The reluctant speaker

Kartik Prakash
Daily Riyaaz Gratitude, 2017
3 min readJan 10, 2017

I am not much of a talker except for a circle of few friends close to me. I hardly speak out when professors ask for insights from us. In most of the cases, I am either mentally absent-lost in my own la-la land or have no clue what they are talking about. In some cases, though I choose to remain silent despite knowing a thing or two. I then end up cursing myself for wasting an opportunity to look intelligent in front of others. I can’t help it, that’s the way I am.

Those who know me well will acknowledge that I’ll be among the first to run away from public speaking and stage.

Having said that, I did take a shot at it once. The whole episode is almost etched in my memory. Back in school, we used to have poem recitations as a grading component till 6th class. I was in 5th grade when my Hindi teacher, Vinay Gupta was impressed by my Hindi poetry recitation. I remember her telling me in front of the class,“ Aapki awaaz hume kaafi anokhi lagi” (your voice sounds quite unique to me). She informed me that I was selected to represent the class in the Hindi elocution that year.

I was quite happy. I immediately went to the library and picked up a Hindi poetry book written by then PM Atal Bihari Vajpayee.

My 51 poems by Atal Bihari Vajpayee

My partner Durgesh Mishra was the winner of previous year’s Hindi and English elocution. I felt we were quite a formidable team. I still remember preparing till 10 pm the day before (late night by my standards then)

The D-Day

That’s my school auditorium in the center

We felt like the most important people in the class that day. Almost everyone gave us tips on things like body language, voice modulation etc.

My turn came first. Just as I reached the dais I felt my body temperature just shot up double. It was quite a surreal sight to see so many eyes transfixed on me. It didn’t help when the audience- consisting of 5th std students, let out a gasp upon hearing the poet’s name. I guess it was surprising to them that a PM could write poetry. My feet began to tremble. Suddenly, I became nervous.

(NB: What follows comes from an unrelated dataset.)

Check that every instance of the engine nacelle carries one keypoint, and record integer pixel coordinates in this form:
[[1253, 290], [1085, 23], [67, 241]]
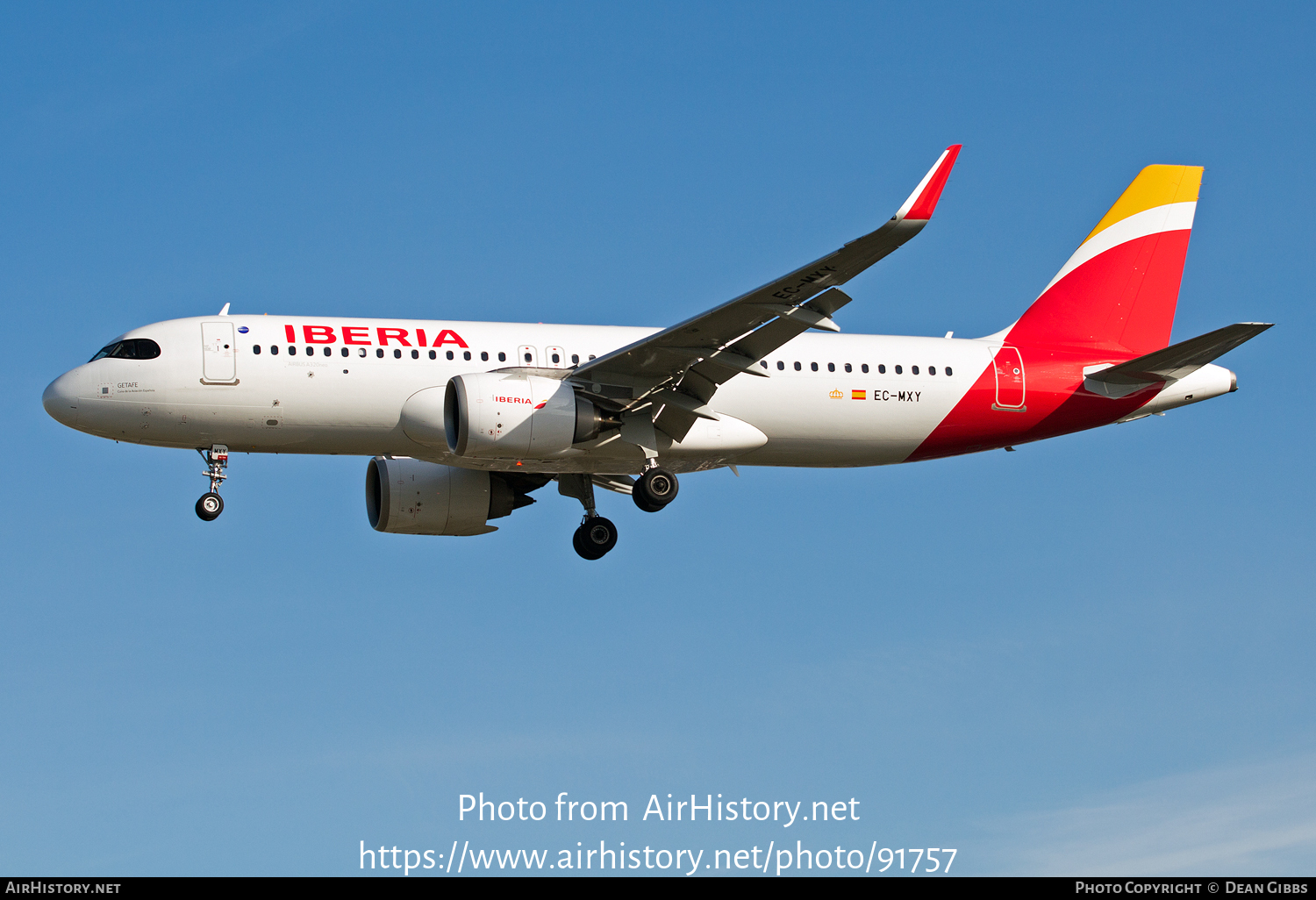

I reached my breaking point.

Luckily, I knew the poem by heart. I quickly recited (or vomited, you can say) it and managed to last two minutes on stage, the minimum stipulation. After that, I ran from the stage as if I was running for my life.

The other guy forgot his lines midway but somehow managed to last two minutes like me.

The English elocution guys screwed up as well.

The mood in our class could be compared to the anger when India loses to Pakistan. There were some who appreciated me for at least putting on a show, while the other guy chickened out. But it was mostly brickbats we received. You see, back in my days at least the children were honest.

While our Hindi teacher was indifferent, our English teacher blasted both the teams with the choicest of words, accompanied by giggles from rest of the class.

I do not remember how my parents reacted.

Looking back, I feel I was too young to handle criticism. Too young to know that it was OK to fail. I wish I had someone to tell me all these things.

That was probably my last association with the stage. The scars still remain. I still feel nervous during presentations. I fear am being judged by the same set of eyes that judged me that day.